My husband was a security guard during college. The one time he had to pull the gun he realized he had it on incorrectly and would have to lower his pants to use it. Needless to say the perp went free. Pretty scary, huh. And there would have been horripilation if he'd lowered the pants.

Sean Patrick Reardon said...

I was helping my dad do some renovations in an old mill complex and me and my brother had to go down to the cellar to run some phone cables. This was an exact replica of the mill in "Graveyard Shift" and I was scared shitless down there. Everytime I think about my days as a kid, I am reminded of "Stand by Me" aka "The Body". SK captured what it was like to be a kid growing up in a small town better than anthing I have ever read.

I also really liked UTD. SK is not only a great writer, but in UTD, he had me laughing out loud so many times.

John McFetridge said...

Sarah I think I know the exact sound the cat made ;)

Patti, in Canada security guards don't carry guns. We're fantastic at making phone calls, though.

Yeah, Sean, I've been laughing in places, too, and sometimes just smiling at really insightful asides he tosses in like they're nothing. Also, the number of local expressions is really quite impressive. In places I wonder if he hung out with my grandmother.
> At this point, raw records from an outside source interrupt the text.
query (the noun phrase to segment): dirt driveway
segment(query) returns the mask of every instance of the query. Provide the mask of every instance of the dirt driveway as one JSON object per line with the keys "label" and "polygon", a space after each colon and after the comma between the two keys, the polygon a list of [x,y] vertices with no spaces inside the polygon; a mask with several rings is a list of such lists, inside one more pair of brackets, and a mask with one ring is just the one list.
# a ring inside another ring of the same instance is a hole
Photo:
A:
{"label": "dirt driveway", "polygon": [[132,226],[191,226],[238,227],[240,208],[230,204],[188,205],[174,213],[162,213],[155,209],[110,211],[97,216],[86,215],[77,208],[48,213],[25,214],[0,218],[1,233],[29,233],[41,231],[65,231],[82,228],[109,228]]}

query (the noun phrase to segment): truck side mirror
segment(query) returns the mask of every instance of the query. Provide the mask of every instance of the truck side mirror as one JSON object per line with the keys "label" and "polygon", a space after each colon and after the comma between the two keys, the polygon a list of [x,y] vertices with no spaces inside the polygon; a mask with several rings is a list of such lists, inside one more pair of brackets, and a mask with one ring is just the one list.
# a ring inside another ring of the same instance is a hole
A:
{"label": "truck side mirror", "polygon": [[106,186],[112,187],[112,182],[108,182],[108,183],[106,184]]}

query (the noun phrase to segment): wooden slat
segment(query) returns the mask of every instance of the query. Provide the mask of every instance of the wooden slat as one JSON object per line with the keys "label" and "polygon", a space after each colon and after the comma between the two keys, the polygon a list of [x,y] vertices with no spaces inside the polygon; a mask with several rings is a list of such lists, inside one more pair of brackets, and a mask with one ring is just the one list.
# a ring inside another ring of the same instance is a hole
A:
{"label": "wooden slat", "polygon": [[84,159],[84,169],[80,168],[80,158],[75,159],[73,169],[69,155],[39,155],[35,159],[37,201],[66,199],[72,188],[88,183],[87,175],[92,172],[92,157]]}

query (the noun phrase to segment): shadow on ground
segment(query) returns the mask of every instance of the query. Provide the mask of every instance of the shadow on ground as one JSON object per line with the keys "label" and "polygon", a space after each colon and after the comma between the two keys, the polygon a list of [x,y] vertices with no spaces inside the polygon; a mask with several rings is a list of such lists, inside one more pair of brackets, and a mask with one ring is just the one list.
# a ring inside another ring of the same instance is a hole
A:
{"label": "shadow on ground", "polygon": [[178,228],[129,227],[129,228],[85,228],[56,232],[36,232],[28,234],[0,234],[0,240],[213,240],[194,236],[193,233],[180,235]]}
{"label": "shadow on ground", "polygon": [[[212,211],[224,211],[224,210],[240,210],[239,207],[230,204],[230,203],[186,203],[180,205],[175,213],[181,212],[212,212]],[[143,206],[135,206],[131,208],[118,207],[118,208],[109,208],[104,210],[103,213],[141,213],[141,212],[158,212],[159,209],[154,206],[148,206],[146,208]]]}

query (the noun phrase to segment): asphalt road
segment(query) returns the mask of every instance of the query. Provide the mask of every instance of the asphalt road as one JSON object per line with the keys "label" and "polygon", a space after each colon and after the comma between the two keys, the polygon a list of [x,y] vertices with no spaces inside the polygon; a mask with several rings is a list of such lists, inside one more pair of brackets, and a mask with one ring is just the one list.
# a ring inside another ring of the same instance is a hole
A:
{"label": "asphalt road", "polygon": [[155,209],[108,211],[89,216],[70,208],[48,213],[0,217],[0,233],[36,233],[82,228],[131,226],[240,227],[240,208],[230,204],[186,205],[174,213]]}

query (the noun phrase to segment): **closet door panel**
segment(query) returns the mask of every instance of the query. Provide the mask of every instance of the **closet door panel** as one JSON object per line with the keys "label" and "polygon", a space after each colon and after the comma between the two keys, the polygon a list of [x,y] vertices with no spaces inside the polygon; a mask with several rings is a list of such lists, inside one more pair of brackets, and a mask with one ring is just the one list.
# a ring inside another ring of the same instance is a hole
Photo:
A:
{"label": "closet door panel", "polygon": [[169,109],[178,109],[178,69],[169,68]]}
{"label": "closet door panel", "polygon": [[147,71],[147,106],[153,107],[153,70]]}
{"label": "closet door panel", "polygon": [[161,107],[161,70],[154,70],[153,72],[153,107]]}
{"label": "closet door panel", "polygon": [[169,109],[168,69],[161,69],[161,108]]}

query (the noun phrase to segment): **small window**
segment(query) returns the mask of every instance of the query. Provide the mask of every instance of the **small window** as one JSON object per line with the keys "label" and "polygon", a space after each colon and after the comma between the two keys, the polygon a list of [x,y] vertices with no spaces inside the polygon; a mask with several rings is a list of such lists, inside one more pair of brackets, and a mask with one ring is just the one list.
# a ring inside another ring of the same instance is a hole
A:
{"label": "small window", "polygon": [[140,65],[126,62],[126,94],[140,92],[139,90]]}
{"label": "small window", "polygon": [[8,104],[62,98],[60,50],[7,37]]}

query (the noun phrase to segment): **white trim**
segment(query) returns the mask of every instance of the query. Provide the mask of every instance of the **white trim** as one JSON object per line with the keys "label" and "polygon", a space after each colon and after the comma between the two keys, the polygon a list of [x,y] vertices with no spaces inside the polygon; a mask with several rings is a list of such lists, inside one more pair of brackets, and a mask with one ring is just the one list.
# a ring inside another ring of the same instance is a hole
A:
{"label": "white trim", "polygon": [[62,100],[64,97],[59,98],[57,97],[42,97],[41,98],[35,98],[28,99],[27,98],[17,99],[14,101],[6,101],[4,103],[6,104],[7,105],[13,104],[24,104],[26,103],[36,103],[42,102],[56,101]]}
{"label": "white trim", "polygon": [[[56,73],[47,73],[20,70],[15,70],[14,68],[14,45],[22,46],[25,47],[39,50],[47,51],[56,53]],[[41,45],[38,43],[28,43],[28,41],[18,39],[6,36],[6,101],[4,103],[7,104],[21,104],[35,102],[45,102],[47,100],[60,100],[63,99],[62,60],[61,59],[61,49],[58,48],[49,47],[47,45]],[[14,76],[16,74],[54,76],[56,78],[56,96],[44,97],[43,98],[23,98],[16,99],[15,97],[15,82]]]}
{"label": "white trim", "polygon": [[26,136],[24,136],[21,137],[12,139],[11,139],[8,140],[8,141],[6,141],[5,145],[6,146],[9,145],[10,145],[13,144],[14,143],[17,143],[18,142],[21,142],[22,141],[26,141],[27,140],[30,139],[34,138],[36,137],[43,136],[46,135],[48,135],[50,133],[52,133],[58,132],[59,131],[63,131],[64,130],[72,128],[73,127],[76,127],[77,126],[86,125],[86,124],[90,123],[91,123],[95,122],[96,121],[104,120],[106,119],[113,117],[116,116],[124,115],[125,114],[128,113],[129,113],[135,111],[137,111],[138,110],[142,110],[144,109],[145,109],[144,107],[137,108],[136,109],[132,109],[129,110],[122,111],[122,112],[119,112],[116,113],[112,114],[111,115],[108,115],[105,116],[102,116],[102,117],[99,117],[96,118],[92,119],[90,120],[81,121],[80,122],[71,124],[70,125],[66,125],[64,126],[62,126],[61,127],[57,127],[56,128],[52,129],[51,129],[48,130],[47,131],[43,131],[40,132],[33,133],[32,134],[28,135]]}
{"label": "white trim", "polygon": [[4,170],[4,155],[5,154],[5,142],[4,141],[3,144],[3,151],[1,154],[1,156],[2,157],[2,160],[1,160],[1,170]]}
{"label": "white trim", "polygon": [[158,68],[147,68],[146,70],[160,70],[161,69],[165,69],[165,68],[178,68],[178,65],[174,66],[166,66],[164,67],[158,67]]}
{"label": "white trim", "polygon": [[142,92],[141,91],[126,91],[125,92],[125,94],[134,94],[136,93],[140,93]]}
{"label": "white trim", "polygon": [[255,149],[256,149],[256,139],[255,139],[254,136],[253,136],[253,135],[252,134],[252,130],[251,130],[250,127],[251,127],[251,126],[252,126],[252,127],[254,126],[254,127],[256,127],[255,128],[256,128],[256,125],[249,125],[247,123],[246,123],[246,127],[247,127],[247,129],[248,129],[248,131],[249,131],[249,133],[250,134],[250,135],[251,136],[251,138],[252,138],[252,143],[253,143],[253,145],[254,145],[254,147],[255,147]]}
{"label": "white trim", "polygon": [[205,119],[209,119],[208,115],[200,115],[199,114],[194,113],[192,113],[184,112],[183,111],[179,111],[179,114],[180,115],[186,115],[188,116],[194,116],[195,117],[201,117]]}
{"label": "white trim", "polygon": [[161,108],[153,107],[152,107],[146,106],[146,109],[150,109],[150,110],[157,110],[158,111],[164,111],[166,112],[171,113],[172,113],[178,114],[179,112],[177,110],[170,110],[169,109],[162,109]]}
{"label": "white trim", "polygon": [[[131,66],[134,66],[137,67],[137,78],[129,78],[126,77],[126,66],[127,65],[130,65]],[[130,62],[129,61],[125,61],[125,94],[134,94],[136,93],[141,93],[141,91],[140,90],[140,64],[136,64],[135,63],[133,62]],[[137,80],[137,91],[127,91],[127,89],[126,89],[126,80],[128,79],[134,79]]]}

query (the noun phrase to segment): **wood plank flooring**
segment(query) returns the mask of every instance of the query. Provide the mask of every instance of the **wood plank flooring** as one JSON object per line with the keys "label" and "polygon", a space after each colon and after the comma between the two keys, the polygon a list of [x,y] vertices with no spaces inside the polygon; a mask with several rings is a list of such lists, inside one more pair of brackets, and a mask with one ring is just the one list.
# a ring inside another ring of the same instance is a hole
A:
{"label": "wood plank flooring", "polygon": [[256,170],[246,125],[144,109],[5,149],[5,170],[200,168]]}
And small world, I also worked with my Dad running phone cables.

Sean Chercover said...

1986 - I'd just moved to Columbia, SC. Living alone in a dumpy one-bedroom unit, bedroom windows faced out onto a housing project directly across the street. Sound of gunfire pretty much nightly. For some reason, I chose that time to read THE SHINING. Scared the living crap out of myself.

And have loved Stephen King ever since.